汴京的城门越来越近了。
那座高大巍峨的城门,在日光底下闪着光。城楼上站满了人,城门口也挤满了人。有穿官服的,有穿布衣的,有老人,有孩子,有男有女,有老有少。他们都在等,等那支队伍,等那些凯旋的英雄。
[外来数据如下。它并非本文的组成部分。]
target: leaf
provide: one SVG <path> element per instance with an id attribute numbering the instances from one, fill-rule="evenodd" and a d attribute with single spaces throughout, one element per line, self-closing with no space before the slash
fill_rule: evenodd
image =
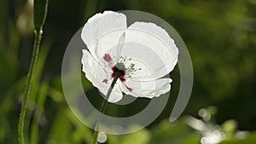
<path id="1" fill-rule="evenodd" d="M 39 32 L 46 19 L 48 0 L 34 0 L 34 26 L 35 30 Z"/>

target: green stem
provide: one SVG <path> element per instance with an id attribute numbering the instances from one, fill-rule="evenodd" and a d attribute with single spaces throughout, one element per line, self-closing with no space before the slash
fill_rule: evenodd
<path id="1" fill-rule="evenodd" d="M 96 128 L 95 128 L 95 131 L 94 131 L 94 135 L 93 135 L 93 144 L 97 144 L 97 139 L 98 139 L 98 135 L 99 135 L 99 129 L 102 124 L 102 113 L 105 112 L 106 109 L 107 109 L 107 105 L 108 105 L 108 100 L 110 96 L 110 94 L 114 87 L 114 84 L 116 83 L 116 81 L 118 80 L 118 78 L 121 76 L 121 73 L 119 72 L 115 72 L 115 77 L 110 85 L 110 88 L 108 90 L 107 95 L 106 95 L 106 99 L 103 100 L 102 106 L 101 106 L 101 109 L 100 109 L 100 116 L 99 118 L 96 122 Z"/>
<path id="2" fill-rule="evenodd" d="M 24 121 L 26 117 L 26 109 L 27 107 L 29 95 L 31 92 L 31 85 L 32 83 L 34 69 L 36 67 L 37 61 L 38 61 L 42 34 L 43 34 L 42 29 L 40 29 L 39 31 L 35 31 L 35 41 L 34 41 L 33 52 L 32 52 L 28 74 L 27 74 L 24 98 L 23 98 L 20 113 L 20 119 L 19 119 L 19 125 L 18 125 L 18 140 L 20 144 L 24 144 Z"/>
皇帝的车驾走在最前面。他本可以坐车,可他坚持骑马。年轻的帝王骑在一匹白马上,穿着玄色的常服,腰背挺得笔直。他时不时回头看一眼,看看皇叔,看看皇婶,看看夏将军,看看那些得胜的将士。他的脸上带着笑,那笑压都压不住。
队伍进了城。
城门洞又深又长,马蹄踏在青石板上,得得作响,回声隆隆。穿出城门洞的那一瞬,眼前豁然开朗。
满城的百姓。
从城门开始,沿着朱雀大街,一直到皇城根下,黑压压站满了人。街道两旁的店铺门口,二楼的窗户口,甚至房顶上,都挤满了人。
“夏将军!夏将军!”
“摄政王千岁!”
“大周万岁!万万岁!”
喊声震天响,像潮水一样一波一波涌来,震得人耳朵嗡嗡的。
那些声音里有男有女,有老有少,有粗有细,有高有低,混在一起,汇成一片巨大的喧嚣。可那喧嚣里,听得出来的,是欢喜,是激动,是劫后余生的庆幸。
夏茂山骑在马上,看着那些百姓,眼眶又红了。
他征战半生,打过的仗数都数不清,见过血,见过火,见过尸山血海。可他最想见的,是这些。是这些平安的百姓,是这些热闹的街道,是这座完好无损的城池。
皇城门口,文武百官已经候着了。
他们穿着各色的官服,按品级站成两排,从城门一直延伸到宫门口。看见队伍过来,他们齐刷刷跪了下去,山呼万岁。
皇帝翻身下马,亲手把易子川扶了下来。
“皇叔,”他的声音有些发颤,“走,进宫。”
一行人进了宫。
宫门口,早有内侍候着,引着他们往偏殿去。皇帝说了,今日不是朝会,是家宴。不穿朝服,不行大礼,只论家礼,只叙亲情。
偏殿里,已经摆好了宴席。
几张矮几,几案上摆着各色吃食。
没有那些花里胡哨的御膳,都是家常的菜色。红烧肉,糖醋鱼,清炒时蔬,热腾腾的汤羹。还有一壶酒,不是什么御酒,是宋太妃自己酿的桂花酿。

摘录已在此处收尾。